Author: Derek Carr

Last Updated: 04/17/2017

Status: Pending Review

CPU Affinity and NUMA Topology Awareness

This proposal describes a mechanism to extend Kubernetes via a custom node isolator and scheduler to support containers that need to avoid cross-NUMA node memory access.

The solution is intended to enable the scheduler to support individual NUMA node topology aware scheduling decisions that are enforced by a node isolator extension in the kubelet.

What is NUMA?

Non-uniform memory architecture (NUMA) describes multi-socket machines that subdivide memory into nodes where each node is associated with a list of CPU cores. This architecture is the norm for modern machines.

An interconnect bus provides connections between nodes so each CPU can access all memory.
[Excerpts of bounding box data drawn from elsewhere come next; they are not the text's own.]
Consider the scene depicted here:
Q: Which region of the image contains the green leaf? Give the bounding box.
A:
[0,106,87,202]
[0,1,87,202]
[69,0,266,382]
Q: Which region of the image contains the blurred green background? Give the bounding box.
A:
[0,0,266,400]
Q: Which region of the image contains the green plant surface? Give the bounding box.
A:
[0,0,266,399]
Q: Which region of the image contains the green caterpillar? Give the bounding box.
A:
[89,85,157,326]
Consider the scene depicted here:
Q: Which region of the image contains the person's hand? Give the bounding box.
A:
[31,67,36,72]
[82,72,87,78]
The interconnect can be overwhelmed by concurrent cross-node traffic, and as a result, processes that need to access memory on a different node can experience increased latency.
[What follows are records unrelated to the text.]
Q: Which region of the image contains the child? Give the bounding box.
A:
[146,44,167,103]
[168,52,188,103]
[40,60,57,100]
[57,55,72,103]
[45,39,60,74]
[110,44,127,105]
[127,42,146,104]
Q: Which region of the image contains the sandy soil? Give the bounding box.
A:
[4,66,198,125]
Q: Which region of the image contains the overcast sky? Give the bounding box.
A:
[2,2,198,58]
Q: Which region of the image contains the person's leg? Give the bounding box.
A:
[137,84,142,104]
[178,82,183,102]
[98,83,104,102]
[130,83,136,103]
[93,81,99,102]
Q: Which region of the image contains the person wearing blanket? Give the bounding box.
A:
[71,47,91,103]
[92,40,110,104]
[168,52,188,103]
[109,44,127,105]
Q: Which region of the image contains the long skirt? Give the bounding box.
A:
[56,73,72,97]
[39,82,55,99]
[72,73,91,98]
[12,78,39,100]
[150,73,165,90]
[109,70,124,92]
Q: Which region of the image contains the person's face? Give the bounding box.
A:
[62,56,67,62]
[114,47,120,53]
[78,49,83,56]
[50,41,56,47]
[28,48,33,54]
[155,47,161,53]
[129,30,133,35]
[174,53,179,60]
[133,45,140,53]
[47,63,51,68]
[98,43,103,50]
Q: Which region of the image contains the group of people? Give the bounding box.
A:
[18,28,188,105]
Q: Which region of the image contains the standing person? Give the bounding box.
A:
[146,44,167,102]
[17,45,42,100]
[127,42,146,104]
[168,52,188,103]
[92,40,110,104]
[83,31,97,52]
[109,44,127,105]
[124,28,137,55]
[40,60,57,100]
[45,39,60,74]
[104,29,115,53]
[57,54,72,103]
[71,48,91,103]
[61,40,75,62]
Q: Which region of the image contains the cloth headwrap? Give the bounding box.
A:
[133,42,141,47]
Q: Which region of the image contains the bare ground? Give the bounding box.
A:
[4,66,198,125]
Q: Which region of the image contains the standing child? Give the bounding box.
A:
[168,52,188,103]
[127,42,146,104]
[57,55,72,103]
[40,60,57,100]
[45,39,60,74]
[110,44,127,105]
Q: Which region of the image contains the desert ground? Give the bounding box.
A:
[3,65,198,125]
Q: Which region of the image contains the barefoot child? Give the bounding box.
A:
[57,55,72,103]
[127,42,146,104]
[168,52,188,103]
As a result, many applications see a performance benefit when the workload is affined to a particular NUMA node and CPU core(s).

NUMA isolator

NUMA Topology introspection

insert details how it introspects node topology

NUMA data exposed to cluster

document extension API server similar to service-catalog has additional information per node used by custom scheduler NUMATopology, HugePages configuration, etc.

NUMA scheduler

Supporting node local binding decisions

describe pod.Spec.nodeOpaqueBindings to hold node local assignment information

NUMA topology

In order to support NUMA affined workloads, the Node must make its NUMA topology available for introspection by other agents that schedule pods.

This proposal recommends that the NodeStatus is augmented as follows:

// NodeStatus is information about the current status of a node.
type NodeStatus struct {
    ...
	// Topology represents the NUMA topology of a node to aid NUMA aware scheduling.
	// +optional
	Topology NUMATopology
}

// NUMATopology describes the NUMA topology of a node.
type NUMATopology struct {
	// NUMANodes represents the list of NUMA nodes in the topology.
	NUMANodes []NUMANode
}

// NUMANode describes a single NUMA node.
type NUMANode struct {
	// Identifies a NUMA node on a single host.
	NUMANodeID string
	// Capacity represents the total resources associated to the NUMA node.
	// cpu: 4 <number of cores>
	// memory: <amount of memory in normal page size>
	// hugepages: <amount of memory in huge page size>
	Capacity ResourceList
	// Allocatable represents the resources of a NUMA node that are available for scheduling.
	// +optional
	Allocatable ResourceList
	// CPUSet represents the physical numbers of the CPU cores
	// associated with this node.
	// Example: 0-3 or 0,2,4,6
	// The values are expressed in the List Format syntax specified
	// here: http://man7.org/linux/man-pages/man7/cpuset.7.html
	CPUSet string
}

Node Configuration

Isolating host processes

By default, load balancing is done across all CPUs, except those marked isolated using the kernel boot time isolcpus= argument. When configuring a node to support CPU and NUMA affinity, many operators may wish to isolate host processes to particular cores.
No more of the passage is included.